El amor y las serpientes.

El amor, las serpientes y la autovía.

El amor, las serpientes, la autovía, el lago.

El amor, las serpientes, la autovía, el lago. Y el fuego.

Los murciélagos.

Los cables de alta tensión.

Las películas de terror.

«¿Y con los perros?», pregunté yo. «También». «¿Nada más?» Mi madre levantó el hacha. «¿Más? Pues sí, la carne de pollo mal cocinada, las bacterias», respondió clavando el hacha con todas sus fuerzas, astillando los troncos de abedul. No había que menospreciar la fuerza de sus brazos nervudos. «Y la fiebre del topillo», añadió. «Mamá, aquí no se da la fiebre del topillo, solo la padecen más al norte». «El resto. Ten cuidado con el resto», me rogó.

Lo escribí todo en aquel libro chino de seda cuyas páginas exhalaban un olor ferruginoso a nieve derretida y a sangre. Un libro para lo bello y para lo peligroso, solo que yo aún no sabía qué era qué. El miedo es algo que hay que aprender, cuando no es congénito, solía decir mi madre. A mí tenían que protegerme de mí misma, puesto que no conocía el miedo. «Serías capaz de irte con cualquiera, sin que ninguna voz interior te diera el alto. De hacer cualquier cosa, de salir muy mal parada». No era verdad. Yo nunca salía mal parada.

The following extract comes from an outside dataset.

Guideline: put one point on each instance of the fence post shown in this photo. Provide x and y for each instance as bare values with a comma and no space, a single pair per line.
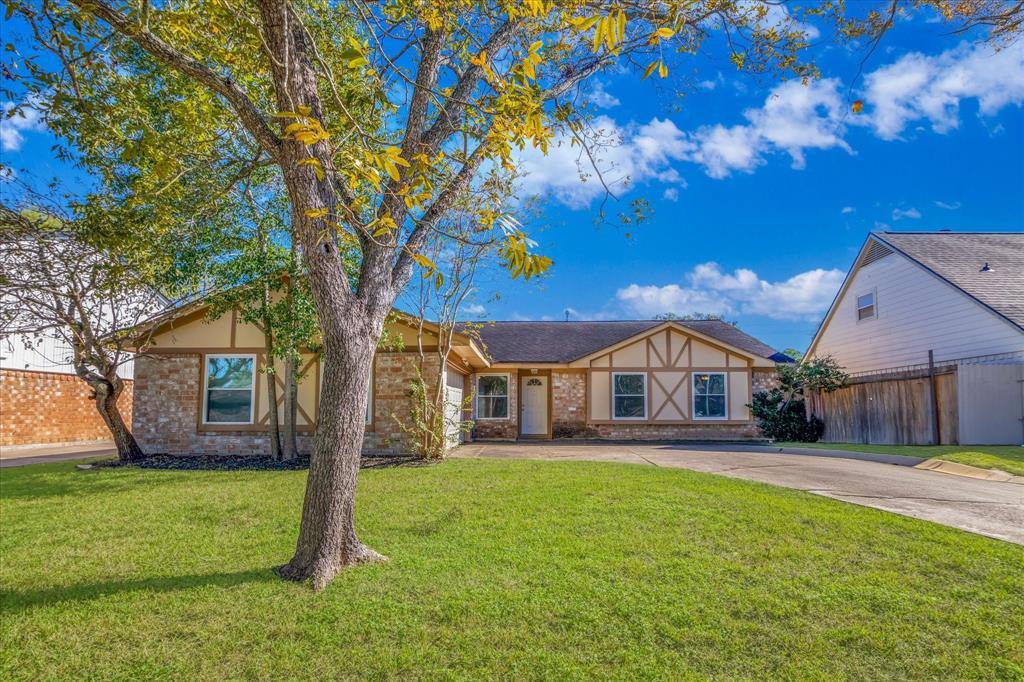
934,395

Mi madre intentó enseñarme qué era el miedo.

Mi padre lo intentó.

Mis abuelas paterna y materna, mis abuelos materno y paterno lo intentaron.

Mis tías y tíos maternos y paternos lo intentaron.

Y Lukas.

No, quizá Lukas no. Pero los demás lo intentaron.

Y sí, Lukas también. Confía en tu miedo, solía decir. La cocina toda manchada de la sangre de la nariz. Corre, Lo, corre… Yo no quería, pero eché a correr. No era mi sangre, ni mi cocina, ni mi miedo.